Police were called to Chris Enns's home around noon Friday. The RCMP said two people in the house were attacked with a weapon.

Enns looked through Facebook posts offering messages of support at his Hydroponic business in Dartmouth Sunday.

He told CTV News that his wife was asleep when their home was invaded early in the morning Friday.

"She was tied up, she was beaten with some sort of weapon and with the butt of a gun, she was at the house, they were in search of something that simply wasn't at the house... some sort of cash, some sort of cannabis product... we don't keep those things in our house,” says Chris Enns.

Enns says his wife told him she was forced into the back of her own car when the suspects couldn't find what they were looking for. He says she told him that she was driven around and repeatedly questioned before the attackers brought her back.

"They returned back to our house where she was further beaten and tied up and threw down the stairs. Our house was absolutely completely ransacked.”

Enns says his wife is in still pain and it will take time for her to heal. He says she has multiple bruises and breathing is laboured.

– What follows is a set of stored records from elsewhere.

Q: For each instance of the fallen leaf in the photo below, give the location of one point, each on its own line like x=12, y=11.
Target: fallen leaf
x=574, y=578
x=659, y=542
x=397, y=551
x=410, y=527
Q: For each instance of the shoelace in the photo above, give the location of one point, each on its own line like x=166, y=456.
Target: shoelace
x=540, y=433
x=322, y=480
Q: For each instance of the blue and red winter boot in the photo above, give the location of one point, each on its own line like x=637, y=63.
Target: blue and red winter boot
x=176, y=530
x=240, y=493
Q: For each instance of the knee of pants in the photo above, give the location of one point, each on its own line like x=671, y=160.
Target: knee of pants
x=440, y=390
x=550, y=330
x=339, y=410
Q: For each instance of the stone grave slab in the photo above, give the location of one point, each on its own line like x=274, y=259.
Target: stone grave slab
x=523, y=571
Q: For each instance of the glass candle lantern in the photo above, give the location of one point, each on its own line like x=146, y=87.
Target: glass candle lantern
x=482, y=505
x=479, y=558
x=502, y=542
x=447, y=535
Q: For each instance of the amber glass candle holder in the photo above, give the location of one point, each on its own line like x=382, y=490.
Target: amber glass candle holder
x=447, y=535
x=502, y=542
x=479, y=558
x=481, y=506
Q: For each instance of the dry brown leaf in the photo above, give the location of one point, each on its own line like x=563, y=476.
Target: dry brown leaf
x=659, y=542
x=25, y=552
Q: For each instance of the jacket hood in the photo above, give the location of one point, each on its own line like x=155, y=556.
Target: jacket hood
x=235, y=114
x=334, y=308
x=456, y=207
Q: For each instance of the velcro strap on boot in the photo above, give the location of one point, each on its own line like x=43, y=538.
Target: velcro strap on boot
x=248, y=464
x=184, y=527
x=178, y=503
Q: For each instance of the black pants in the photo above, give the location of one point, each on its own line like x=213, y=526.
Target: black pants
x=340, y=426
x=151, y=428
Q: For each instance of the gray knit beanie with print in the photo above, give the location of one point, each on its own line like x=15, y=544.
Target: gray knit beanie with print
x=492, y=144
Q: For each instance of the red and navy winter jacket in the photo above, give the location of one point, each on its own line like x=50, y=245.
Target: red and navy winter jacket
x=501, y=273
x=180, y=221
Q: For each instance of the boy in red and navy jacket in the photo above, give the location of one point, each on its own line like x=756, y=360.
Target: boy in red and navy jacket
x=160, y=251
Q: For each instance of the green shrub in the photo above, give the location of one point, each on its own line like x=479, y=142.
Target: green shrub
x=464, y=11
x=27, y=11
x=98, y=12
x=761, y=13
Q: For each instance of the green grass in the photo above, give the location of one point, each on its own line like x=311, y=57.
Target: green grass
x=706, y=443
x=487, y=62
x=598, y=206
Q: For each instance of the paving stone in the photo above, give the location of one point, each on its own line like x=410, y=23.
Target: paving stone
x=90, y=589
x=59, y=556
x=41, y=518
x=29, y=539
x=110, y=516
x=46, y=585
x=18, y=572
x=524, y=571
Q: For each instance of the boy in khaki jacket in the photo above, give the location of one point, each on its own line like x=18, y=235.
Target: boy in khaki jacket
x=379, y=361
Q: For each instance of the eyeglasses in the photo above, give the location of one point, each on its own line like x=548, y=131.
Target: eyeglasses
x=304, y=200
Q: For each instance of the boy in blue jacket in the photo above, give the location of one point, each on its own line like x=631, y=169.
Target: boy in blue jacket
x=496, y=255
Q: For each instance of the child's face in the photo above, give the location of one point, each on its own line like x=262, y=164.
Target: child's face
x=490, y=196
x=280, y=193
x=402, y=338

“When she coughs it virtually leads to tears.”

RCMP have confirmed that the investigation is ongoing, but there are no further details to report.

Enns says he has been in contact with police and he was also the target of  violence recently.

"I more or less experienced something similar two weeks ago this Sunday... I was home invaded, I was tied up, I was beaten we believe it may have been the same individuals, but they were in ski masks and for black so the police do have prep some information they're investigating,” Enns says.

He says the cannabis community wouldn't come forward to police out of fear of victimization of themselves and their business, but now with legalization on the horizon they feel more hopeful that businesses like his can work together with officers to combat the criminal element.

With files from CTV Atlantic’s Marie Adsett.